A fairly common scene played out over the weekend. We left the house to do a bit of yard sailing and errand-running around nine. Got home around noon with a box of candle making equipment I paid a dollar for at a moving sale (anybody have any good recommendations on where to learn candlemaking?) and a crock pot (still in the box, from that same sale).
We're looking into using a combination of slow-cooked recipes and batch cooking to reduce the amount of cooking required after work. Between Amber's chronic pain and the fact that I work until 8 and she has to be in bed at 10, even a recipe that takes half an hour takes a lot of our evening.
But anyway, we got home from our errands. I booted up the computer and messed around for a while, and took a nap. I started dinner but didn't feel like getting up when the timer went off, so Amber served. I apologized for my laziness.
She looked at me like I was being ridiculous, and pointed out that I had done two loads of laundry and one of dishes, cleaned the bathroom as well as the kitchen counters, neatened the bedroom, watered the plants, and swept in addition to starting dinner.

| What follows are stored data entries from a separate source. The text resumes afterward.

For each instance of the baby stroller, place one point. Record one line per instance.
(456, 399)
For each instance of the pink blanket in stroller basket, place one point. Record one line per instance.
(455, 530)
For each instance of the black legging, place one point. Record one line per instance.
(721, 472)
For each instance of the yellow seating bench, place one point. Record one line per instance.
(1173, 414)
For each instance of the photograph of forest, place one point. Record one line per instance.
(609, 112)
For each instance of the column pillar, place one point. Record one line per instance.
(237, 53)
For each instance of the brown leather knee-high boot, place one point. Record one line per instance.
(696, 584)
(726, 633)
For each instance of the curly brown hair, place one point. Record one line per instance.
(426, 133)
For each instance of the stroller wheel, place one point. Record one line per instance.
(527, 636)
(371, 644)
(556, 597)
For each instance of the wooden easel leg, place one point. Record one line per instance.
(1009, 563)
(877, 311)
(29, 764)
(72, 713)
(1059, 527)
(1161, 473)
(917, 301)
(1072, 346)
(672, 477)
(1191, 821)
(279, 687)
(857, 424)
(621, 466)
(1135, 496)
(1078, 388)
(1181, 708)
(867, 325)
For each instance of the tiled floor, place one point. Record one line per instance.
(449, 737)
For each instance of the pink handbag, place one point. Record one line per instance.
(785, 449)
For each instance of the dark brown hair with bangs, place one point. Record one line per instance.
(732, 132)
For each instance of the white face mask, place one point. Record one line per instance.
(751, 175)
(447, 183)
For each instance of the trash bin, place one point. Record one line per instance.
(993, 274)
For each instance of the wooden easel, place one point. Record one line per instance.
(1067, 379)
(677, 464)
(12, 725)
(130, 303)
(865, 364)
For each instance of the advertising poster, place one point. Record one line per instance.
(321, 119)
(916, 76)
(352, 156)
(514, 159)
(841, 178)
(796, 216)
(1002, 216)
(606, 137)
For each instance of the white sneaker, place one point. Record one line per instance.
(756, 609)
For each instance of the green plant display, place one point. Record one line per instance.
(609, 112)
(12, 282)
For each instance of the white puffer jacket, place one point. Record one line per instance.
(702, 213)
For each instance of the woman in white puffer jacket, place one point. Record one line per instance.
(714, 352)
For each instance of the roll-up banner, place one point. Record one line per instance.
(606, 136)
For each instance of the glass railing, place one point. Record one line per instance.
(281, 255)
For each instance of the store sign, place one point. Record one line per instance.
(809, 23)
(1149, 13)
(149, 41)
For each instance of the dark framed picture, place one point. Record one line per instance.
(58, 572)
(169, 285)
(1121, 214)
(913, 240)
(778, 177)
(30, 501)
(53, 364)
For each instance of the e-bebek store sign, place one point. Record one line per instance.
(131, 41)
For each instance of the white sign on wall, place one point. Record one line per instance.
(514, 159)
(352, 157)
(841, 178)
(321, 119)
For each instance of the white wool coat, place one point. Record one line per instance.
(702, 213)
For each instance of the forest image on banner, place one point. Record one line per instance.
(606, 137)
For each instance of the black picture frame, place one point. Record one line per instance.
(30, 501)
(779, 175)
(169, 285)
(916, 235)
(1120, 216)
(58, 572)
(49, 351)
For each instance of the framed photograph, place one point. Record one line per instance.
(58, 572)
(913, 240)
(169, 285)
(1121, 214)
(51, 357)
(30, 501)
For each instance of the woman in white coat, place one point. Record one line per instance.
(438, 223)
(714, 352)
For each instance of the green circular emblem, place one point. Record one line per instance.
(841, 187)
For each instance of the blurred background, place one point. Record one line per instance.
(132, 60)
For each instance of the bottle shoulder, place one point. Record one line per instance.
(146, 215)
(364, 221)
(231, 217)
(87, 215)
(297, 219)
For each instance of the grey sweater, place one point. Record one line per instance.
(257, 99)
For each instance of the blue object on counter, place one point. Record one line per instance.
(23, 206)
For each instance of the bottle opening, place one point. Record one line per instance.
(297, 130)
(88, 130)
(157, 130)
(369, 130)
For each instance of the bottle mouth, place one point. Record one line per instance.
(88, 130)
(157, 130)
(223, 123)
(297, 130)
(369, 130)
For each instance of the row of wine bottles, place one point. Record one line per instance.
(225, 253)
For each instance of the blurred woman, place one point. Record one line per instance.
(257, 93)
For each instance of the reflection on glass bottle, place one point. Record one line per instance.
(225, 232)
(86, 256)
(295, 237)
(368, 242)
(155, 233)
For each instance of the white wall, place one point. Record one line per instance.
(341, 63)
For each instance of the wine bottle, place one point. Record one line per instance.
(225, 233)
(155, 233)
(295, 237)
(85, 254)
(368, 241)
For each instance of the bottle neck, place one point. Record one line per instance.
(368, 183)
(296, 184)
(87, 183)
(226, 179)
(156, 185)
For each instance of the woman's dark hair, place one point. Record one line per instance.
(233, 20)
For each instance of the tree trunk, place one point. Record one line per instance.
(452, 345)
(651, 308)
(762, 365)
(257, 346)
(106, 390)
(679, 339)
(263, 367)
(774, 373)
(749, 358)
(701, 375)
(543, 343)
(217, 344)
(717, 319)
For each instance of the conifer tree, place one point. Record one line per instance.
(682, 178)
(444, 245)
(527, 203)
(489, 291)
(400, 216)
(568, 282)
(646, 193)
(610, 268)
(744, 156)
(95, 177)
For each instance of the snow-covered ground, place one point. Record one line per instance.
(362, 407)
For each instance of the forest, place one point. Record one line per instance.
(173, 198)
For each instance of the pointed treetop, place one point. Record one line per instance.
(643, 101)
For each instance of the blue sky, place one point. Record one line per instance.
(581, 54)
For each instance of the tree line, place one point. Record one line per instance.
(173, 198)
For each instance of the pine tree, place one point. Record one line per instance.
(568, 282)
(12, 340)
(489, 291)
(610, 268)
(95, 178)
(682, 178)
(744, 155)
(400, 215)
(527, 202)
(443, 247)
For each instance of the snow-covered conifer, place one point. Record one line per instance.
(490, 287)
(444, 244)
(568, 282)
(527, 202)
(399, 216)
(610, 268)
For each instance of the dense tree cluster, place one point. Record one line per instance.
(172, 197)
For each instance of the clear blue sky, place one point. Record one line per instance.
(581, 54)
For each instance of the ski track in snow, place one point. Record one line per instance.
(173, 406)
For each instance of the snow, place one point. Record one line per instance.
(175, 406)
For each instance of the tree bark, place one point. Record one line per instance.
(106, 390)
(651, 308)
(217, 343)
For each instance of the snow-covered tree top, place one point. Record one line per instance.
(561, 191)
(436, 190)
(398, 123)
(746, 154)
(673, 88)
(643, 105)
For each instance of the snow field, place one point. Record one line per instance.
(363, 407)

I had failed to count all of those things, either because they used appliances (laundry, dishes) or because they were jobs that I didn't consider myself "good at" and therefore I assumed somehow that since I probably hadn't done them perfectly, I didn't really do them. This is a thing I am going to need to work on if I'm going to be the proud householder Mara wants me to be.
I am pretty sure I come by my neuroatypicalities honestly and at least partially genetically. My dad was finally diagnosed with an anxiety disorder a few years ago. When I was in high school, he was laid off, so he kept busy around the house. I used to come home from school to find the kitchen smelled so strongly of bleach than I couldn't eat in it. He would rake the leaves in the wooded areas of our property. And there was never any making him happy. I could spend an hour or two cleaning my room, but it wasn't ever clean enough and I never had enough space to put everything away to his satisfaction. I did all my chores and never heard about it unless I messed something up or did it wrong, which was often.
But I can't honor anything with my housework if I don't see and appreciate it for the work it is. I need to be more cognizant of the fact that I do it. I need to make sure I'm doing it well if I'm worried I'm not. I need to enjoy the feeling of a clean house, rather than seeing housework as something I do merely to avoid the nagging feeling that I should go straighten up the living room in the middle of the night.
I should do it with joy, or at least with confidence. That's my goal.